Natural Language Understanding – Entities
Natural Language Understanding Entities are used to extract specific names of people, locations and organizations from text. Unlike the Keywords feature discussed in my first NLU post, which identifies generally interesting phrases from the article, Entities have specific types associated with them. And represent specific things that people have names for. From Entities, NLU can detect that IBM is a company, the United States is a location, and as we’ll see below, that Thomas J. Watson, Sr. was a person.
The disambiguation feature will provide more information about the entity than can be found in the text. When there is information available, the Entities response will return a “disambiguation” section that links directly to the DBpedia page about the person, place or thing, as well as a canonical name for the entity.

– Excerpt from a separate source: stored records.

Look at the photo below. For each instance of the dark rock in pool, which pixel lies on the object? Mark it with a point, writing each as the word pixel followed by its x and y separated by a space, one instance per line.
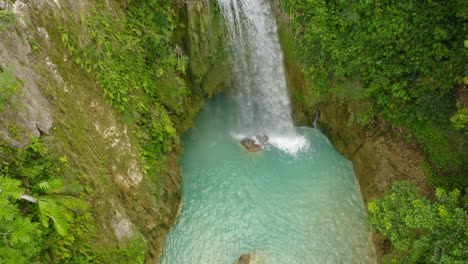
pixel 250 145
pixel 255 144
pixel 251 258
pixel 245 259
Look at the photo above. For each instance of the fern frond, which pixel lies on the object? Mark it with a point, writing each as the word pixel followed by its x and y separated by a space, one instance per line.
pixel 49 209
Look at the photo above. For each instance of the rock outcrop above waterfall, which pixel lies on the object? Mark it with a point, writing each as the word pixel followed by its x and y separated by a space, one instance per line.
pixel 256 143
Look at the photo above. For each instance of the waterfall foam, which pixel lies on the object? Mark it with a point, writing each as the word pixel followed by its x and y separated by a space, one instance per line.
pixel 259 77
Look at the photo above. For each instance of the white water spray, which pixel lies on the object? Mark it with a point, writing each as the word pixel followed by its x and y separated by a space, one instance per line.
pixel 259 76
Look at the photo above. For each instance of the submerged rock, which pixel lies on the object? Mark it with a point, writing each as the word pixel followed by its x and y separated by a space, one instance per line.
pixel 251 258
pixel 262 139
pixel 255 144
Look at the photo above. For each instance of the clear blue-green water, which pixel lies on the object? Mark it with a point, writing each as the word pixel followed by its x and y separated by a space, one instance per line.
pixel 291 209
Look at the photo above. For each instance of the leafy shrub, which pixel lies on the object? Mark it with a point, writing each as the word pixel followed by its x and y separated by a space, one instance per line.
pixel 10 86
pixel 408 57
pixel 25 225
pixel 419 230
pixel 7 19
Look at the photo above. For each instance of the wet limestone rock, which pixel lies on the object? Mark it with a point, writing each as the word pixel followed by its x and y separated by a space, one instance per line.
pixel 255 144
pixel 245 259
pixel 250 145
pixel 251 258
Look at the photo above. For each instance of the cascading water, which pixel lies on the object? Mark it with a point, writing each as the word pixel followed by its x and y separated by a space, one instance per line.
pixel 304 208
pixel 259 79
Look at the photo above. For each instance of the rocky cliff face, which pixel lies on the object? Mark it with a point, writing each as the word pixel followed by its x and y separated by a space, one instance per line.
pixel 63 103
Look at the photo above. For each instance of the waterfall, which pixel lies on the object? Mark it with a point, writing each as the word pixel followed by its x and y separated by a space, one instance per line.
pixel 259 82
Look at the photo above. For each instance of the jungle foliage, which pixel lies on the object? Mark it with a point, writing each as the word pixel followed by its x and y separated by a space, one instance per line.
pixel 132 57
pixel 31 228
pixel 407 58
pixel 139 67
pixel 422 231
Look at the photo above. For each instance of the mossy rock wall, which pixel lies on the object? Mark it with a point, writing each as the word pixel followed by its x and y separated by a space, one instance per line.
pixel 63 104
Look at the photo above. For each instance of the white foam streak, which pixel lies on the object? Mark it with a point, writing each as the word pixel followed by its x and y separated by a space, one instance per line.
pixel 259 78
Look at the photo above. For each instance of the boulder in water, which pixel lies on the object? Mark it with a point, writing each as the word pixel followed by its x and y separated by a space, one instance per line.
pixel 251 258
pixel 250 145
pixel 261 139
pixel 256 143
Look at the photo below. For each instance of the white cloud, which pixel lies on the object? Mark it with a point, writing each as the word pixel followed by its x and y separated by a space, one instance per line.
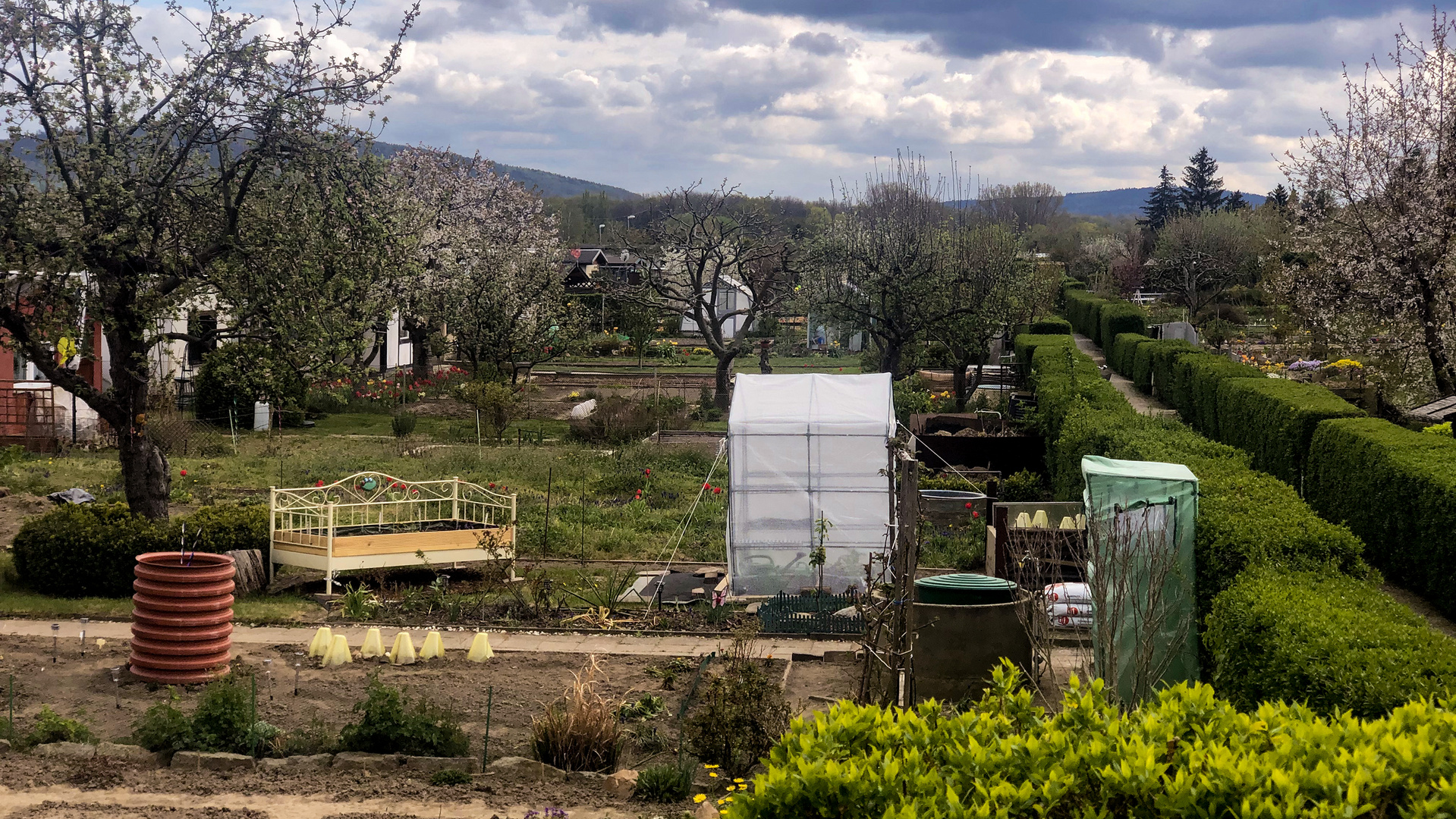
pixel 790 104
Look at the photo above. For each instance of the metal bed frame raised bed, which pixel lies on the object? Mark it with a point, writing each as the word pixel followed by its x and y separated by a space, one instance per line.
pixel 373 521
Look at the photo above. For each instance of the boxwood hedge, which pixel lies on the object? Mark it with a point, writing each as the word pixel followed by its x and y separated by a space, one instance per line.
pixel 1397 489
pixel 90 551
pixel 1275 421
pixel 1194 388
pixel 1052 326
pixel 1118 318
pixel 1153 364
pixel 1331 642
pixel 1124 353
pixel 1245 516
pixel 1085 313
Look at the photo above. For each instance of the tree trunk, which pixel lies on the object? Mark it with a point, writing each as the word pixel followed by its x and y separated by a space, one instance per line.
pixel 721 378
pixel 890 356
pixel 1442 367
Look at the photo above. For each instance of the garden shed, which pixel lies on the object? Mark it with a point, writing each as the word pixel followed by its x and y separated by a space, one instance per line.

When possible, the Entities feature will augment supertypes (such as company, person, job_title, organization, healthcondition) with subtypes, which can further enhance the understanding of the content as in the instance below where we see that CompanyFounder is a subtype of the supertype Person (Thomas J. Watson Sr.).

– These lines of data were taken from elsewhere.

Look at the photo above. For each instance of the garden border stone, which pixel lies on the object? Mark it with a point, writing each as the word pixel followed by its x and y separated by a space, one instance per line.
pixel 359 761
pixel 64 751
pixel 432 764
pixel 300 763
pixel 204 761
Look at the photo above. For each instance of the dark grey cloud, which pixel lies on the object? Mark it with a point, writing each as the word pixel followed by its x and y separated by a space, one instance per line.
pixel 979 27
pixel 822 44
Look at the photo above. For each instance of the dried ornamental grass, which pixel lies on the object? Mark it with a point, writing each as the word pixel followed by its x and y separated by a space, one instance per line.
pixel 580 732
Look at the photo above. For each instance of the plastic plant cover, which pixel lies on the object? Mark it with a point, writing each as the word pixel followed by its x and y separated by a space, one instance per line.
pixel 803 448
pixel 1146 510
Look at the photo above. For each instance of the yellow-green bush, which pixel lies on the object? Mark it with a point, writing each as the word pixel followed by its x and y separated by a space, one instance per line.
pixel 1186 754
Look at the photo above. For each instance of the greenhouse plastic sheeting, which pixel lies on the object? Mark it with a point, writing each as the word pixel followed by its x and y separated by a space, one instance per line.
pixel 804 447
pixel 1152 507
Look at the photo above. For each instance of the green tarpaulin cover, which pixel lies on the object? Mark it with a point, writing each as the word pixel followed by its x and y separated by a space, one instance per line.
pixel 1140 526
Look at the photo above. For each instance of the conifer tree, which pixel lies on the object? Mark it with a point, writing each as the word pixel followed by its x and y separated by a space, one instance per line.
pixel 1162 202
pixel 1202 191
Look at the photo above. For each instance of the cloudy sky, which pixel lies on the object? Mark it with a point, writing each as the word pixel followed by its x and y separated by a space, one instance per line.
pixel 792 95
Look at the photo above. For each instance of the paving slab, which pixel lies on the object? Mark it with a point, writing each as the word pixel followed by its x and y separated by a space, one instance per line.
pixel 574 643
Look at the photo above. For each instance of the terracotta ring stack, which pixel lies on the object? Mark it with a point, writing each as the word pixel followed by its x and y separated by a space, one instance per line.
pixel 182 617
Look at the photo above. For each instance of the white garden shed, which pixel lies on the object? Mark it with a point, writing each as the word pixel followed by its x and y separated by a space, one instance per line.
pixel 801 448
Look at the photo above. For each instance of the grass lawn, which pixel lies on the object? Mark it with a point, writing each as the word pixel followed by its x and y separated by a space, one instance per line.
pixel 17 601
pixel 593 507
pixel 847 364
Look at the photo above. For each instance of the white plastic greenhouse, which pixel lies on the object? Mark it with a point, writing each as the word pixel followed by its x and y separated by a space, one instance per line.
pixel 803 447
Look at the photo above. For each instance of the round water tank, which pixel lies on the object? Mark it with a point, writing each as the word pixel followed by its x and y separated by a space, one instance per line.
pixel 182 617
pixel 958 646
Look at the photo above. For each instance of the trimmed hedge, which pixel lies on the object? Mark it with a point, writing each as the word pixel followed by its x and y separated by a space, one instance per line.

“text”: “Thomas J. Watson Sr.”,
“name”: “Thomas J. Watson”,
Natural Language Understanding – Relations
The Relations feature of Natural Language Understanding has a pre-defined set of relationships between different entity types. You can also use custom models developed with Watson Knowledge Studio to define typed entity and relations that are specific to your company, organization, industry or domain – we’ll look at that in the next post.
In this instance, we find that the relations PartOfMany:
“sentence”: “In this program we will work closely with organizations (NGOs, public sector agencies, social enterprises) that are on the forefront of big societal challenges to learn and take inspiration from the problems they are tackling.”,
From this article, Relations has picked out that NGOs are part of many organizations as shown in the collective list of partners. The specificity of Relations can help map many different relationships between known and unknown entities.
Natural Language Understanding – Semantic roles
For more loosely defined relationships, Semantic Roles can help. The subject-action-object triples found by the API can describe what a certain noun is usually found doing, what sort of properties are usually ascribed to the subject, or even collect what someone has said on a certain topic. Semantic Roles can collect information about what entities are doing in articles across a corpus.
Semantic Roles focuses on a specific verb as an action, and determines which phrases in the sentence are the most likely subject and object for the action.
“text”: “IBM Health Corps”
“sentence”: ” Some of our recent initiatives include: P-Tech, where we are reinventing education by bringing together the best elements of high school, college and the professional world; Teacher Advisor, powered by IBM Watson, to support teachers in improving teaching and student achievement; The Jefferson Project, which deploys IoT and data analytics to protect fresh waters; and IBM Health Corps which helps partner organizations expand health access and improve outcomes with analytics and cognitive technologies.”,
“text”: “partner organizations expand health access and improve outcomes with analytics and cognitive technologies”
In this semantic roles sample from the article, the system has picked out that IBM Health Corps “helps” partner organizations. Gathering more free-form information like this across a corpus can help extract useful facts to draw conclusions in many domains.